As the cruise industry grapples with the new coronavirus, one major liner is pulling back its most controversial restriction.
Norwegian Cruise Line lifted its contentious ban on Chinese, Hong Kong and Macau passports on Thursday, a policy considered “discriminatory” by many, including some travellers who spoke with CTV News.
“Given the more stringent immigration, customs and health screening protocols and regulations now in place by countries around the world, the company has announced the relaxation of its previous policy prohibiting guests that hold a Chinese, Hong Kong or Macau passport to board its ships,” a Norwegian spokesperson said in a statement.
Last week, a 32-year-old permanent Canadian resident with Chinese citizenship cancelled a family vacation on the company’s Norwegian Escape ship because of the policy.
“I told them Chinese people do not equal coronavirus,” said Ming Yang on the phone from Ottawa.
The company apologized and refunded her trip, she told CTVNews.ca on Friday.
Royal Caribbean had previously announced a ban on guests with passports from China, Hong Kong and Macau, but lifted the policy on Feb. 10.

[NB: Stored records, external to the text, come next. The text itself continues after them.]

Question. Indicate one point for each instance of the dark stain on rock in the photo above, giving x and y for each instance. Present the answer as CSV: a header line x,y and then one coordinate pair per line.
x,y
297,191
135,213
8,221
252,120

Similarly, a London, Ont., resident cancelled a trip earlier this month because of the Norwegian Cruise Line policy. In an interview with CTV News London, Emma Chen said her Canadian citizen husband and son wouldn’t go on the trip without her. “I feel very discriminated against, and just because I hold a Chinese passport,” she said.
Norwegian, along with several other cruise lines, also suspended all voyages to Asia through the end of the third quarter this year. Some trips have been “modified” or “redeployed,” a statement said. The cancellations amount to 40 cruises across its three brands, including Oceania Cruises and Regent Seven Seas Cruises.